Canada's national cyber agency, the Canadian Centre for Cyber Security, has published its National Cyber Threat Assessment. It is written for the whole country, but a few of its findings land squarely on small businesses.
What the assessment says
Ransomware is named the top cybercrime threat to Canadian organizations. Canadian ransomware incidents grew roughly 26% a year between 2021 and 2024, and the average ransom paid in Canada reached about $1.13 million in 2023, more than double the figure two years earlier. Fraud losses across Canada climbed from $383 million in 2021 to $567 million in 2023. The direction of travel is clear, and it is not improving.
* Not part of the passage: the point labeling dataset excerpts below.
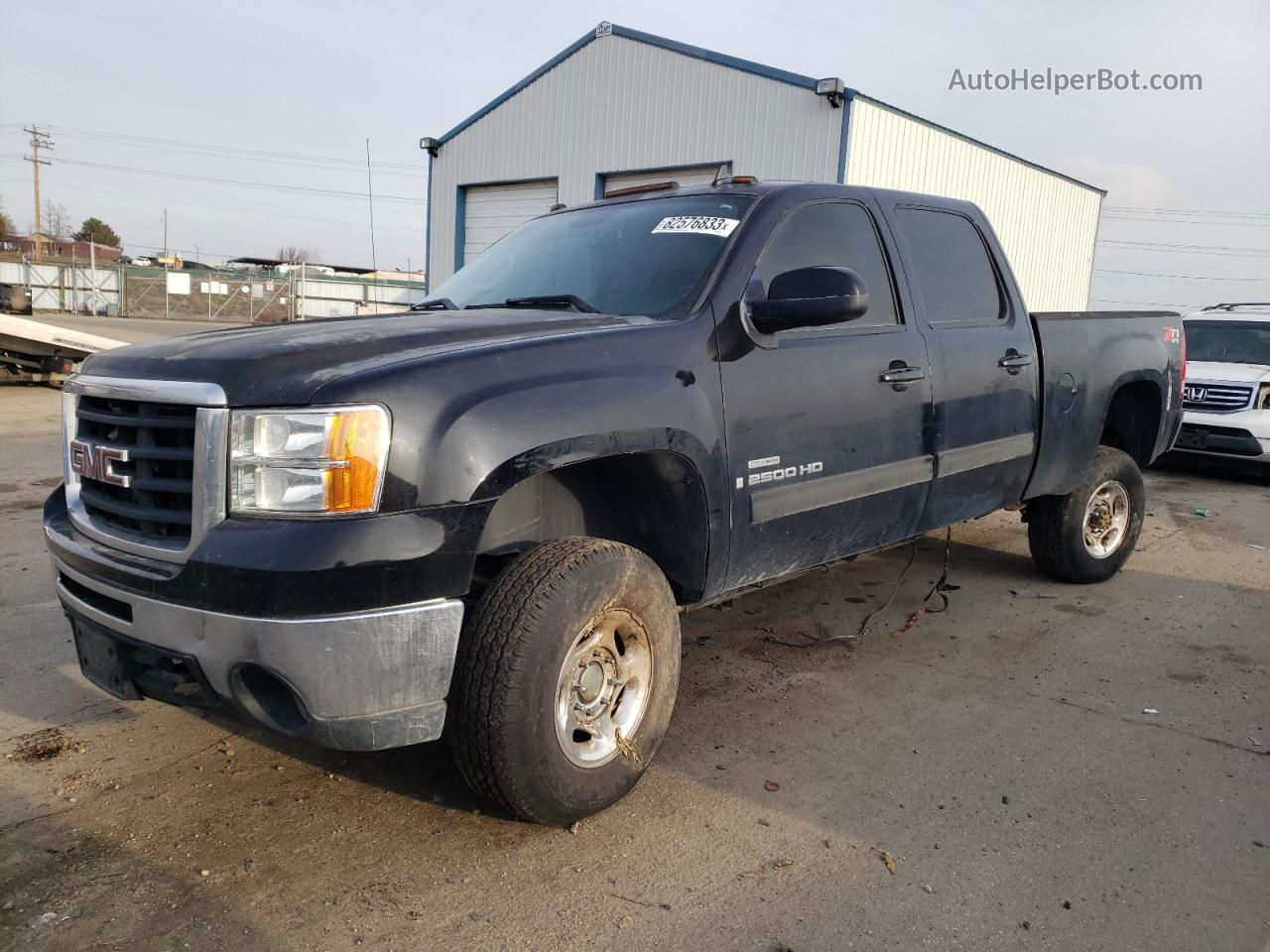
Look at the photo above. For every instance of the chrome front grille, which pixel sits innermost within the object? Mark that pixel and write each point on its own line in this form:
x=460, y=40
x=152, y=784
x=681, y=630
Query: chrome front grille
x=145, y=462
x=149, y=490
x=1216, y=398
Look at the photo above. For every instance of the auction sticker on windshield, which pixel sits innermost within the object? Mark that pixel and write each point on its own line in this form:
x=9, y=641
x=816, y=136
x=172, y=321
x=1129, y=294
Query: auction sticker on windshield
x=697, y=225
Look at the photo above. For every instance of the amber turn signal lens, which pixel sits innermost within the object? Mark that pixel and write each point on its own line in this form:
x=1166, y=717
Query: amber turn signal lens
x=356, y=445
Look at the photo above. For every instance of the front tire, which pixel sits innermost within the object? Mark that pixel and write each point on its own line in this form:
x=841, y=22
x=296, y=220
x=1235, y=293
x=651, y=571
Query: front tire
x=1088, y=535
x=566, y=679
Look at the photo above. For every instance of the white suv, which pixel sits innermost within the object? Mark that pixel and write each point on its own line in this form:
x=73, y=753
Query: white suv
x=1227, y=395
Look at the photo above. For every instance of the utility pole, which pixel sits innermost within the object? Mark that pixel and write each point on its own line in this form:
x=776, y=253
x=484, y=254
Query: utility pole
x=39, y=140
Why this reaches a business your size
The report puts a name to something that should worry smaller firms: cybercrime-as-a-service. Ready-made phishing and ransomware tools are now sold online, which the assessment says has "almost certainly increased the number of actors participating in cybercrime by lowering the barrier to entry." In plain terms, an attacker no longer needs skill or a big target to make money. They rent a tool and run automated campaigns that hit thousands of softer targets at once, and a small business with thinner defenses is exactly that. The assessment also flags AI-written phishing that now mimics real writing convincingly, removing the old typo-and-bad-grammar tell.
It is not just theory
The assessment points to real Canadian incidents to make the point. Ransomware disrupted payment processing at Petro-Canada stations (Suncor, 2023), forced London Drugs to close stores (LockBit, 2024), and hit Ontario hospitals (2023). If organizations that size and sophistication get knocked over, a small business counting on "we're too small to bother with" is not as safe as it feels.